BUSHNELL — Four years ago, when the University of Florida Cooperative Extension Service chose Hernando County for its regional AGRItunity conference, the daylong agenda of workshops and trade show focused on niche opportunities for small farm spaces.
Ideas introduced bore more patches of berries and small fruits, opened gates for pick-your-own customers, added ponds producing edible fish and promoted the pursuit of organic and conservation practices.
For its seventh edition, Friday and Saturday's AGRItunity 2013 conference will respond to growing queries about what to do with the new and increased output from local farms.
"It's not the production aspect they're worried about," said Hernando County extension director Stacy Strickland. "Now it's, 'What do I do with the products I produce, and what is the way I can get paid more?' "
The annual conference — aimed at farmers in Citrus, Hernando, Lake, Sumter and Pasco counties — has attracted such interest and audiences, it has moved to the large West Central Florida Agriculture Education Center in Bushnell.
Friday's all-day farm tour across Sumter County will take participants to a feed milling operation and to goat dairy, sod, horse, fruit and vegetable farms.
Also on Friday afternoon, an aquaponics workshop will include a lecture followed by a visit to Green Acre Organics, east of Brooksville. A commercial aquaponics enterprise, Green Acre combines vegetable with fish farming, utilizing conservation practices.
Billed as a conference highlight on Saturday, keynote speaker Sheri Salatin of Polyface Farm in the Shenandoah Valley of Virginia will address the topic of interest to area farmers: "Be the Middleman: Catch and Keep Those Elusive Profits."
Salatin is the marketing director for the family-owned Polyface Farm, which turns out beef, pork, pastured poultry and eggs, forage-based rabbits and forestry products.
After Salatin's 9 a.m. presentation, workshops are on tap from 10:30 a.m. to 3 p.m., many of them consumer-oriented, Strickland said.

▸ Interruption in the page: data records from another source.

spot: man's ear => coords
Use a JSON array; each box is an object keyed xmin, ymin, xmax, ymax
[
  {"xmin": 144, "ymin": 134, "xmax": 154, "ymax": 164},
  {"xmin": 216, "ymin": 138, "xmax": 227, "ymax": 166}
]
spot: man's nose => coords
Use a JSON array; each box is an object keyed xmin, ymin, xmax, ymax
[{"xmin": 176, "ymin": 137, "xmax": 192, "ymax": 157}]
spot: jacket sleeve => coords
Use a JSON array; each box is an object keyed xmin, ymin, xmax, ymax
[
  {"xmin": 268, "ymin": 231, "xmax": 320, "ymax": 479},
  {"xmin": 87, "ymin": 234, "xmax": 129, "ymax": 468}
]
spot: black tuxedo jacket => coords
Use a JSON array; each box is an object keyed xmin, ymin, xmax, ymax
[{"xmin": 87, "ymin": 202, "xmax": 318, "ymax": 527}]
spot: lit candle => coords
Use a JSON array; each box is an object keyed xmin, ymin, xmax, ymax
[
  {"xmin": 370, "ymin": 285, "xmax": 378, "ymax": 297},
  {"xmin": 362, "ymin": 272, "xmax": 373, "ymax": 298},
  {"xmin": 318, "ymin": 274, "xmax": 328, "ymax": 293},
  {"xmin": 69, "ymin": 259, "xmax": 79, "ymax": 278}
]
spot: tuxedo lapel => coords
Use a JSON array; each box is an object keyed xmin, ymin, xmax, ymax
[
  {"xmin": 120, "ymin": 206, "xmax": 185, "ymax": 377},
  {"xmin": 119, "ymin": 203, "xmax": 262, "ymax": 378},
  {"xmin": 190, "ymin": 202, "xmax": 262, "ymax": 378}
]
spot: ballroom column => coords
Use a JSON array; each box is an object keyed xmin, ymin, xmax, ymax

Some of the topics include:
• "Facebook4Farmers" — "I see a lot of our farmers are getting a whole lot more business savvy with all this social media," Strickland said. "Even if they don't have a website, they're going to have a Facebook page."
• "Buyers Club Markets" — "Compare farmers to investors in a company," Strickland explained. In a buyers club, farmers come together, each with his or her own product, and sell to club members.
• "Poultry Egg Production" — Hernando County officials are considering an ordinance that would allow backyard poultry flocks in some residential neighborhoods. Already, Strickland is outlining a series of classes on small poultry production, with topics ranging from "what is a chicken" to "what to feed."
• "Farmscaping" — The subject concerns pollination to increase blossom set of fruits and vegetables, mainly by encouraging native bees. "Sometimes it's as little as making a bare sunny spot and having a hive on it," Strickland said.
• "Pomegranates" — Not only will they grow in Central Florida, Strickland explained why people might want to plant some trees: "If you've ever gone in a grocery store and seen pomegranates for $3, you'll know."
• "Small Ruminant Health" — Goats will be the focus since many people are able to raise the meat and dairy animals on small plots.
• "Mushrooms in a Bag" — No cave needed. "They can grow in a bag," Strickland said. In this hands-on workshop, participants will leave with their own bag and mushroom spawn.
The public is welcome to attend the conference.
"Everybody who comes to this conference is not going to be a farmer," Strickland said, "although an abundance of them will be."
The aim of AGRItunity "is to really get people thinking about new things, put the idea in people's heads, some of the newer ideas."
"You don't spoon-feed to everyone," he said. "We try to tell people how we think it should be done, to give them a little jump start."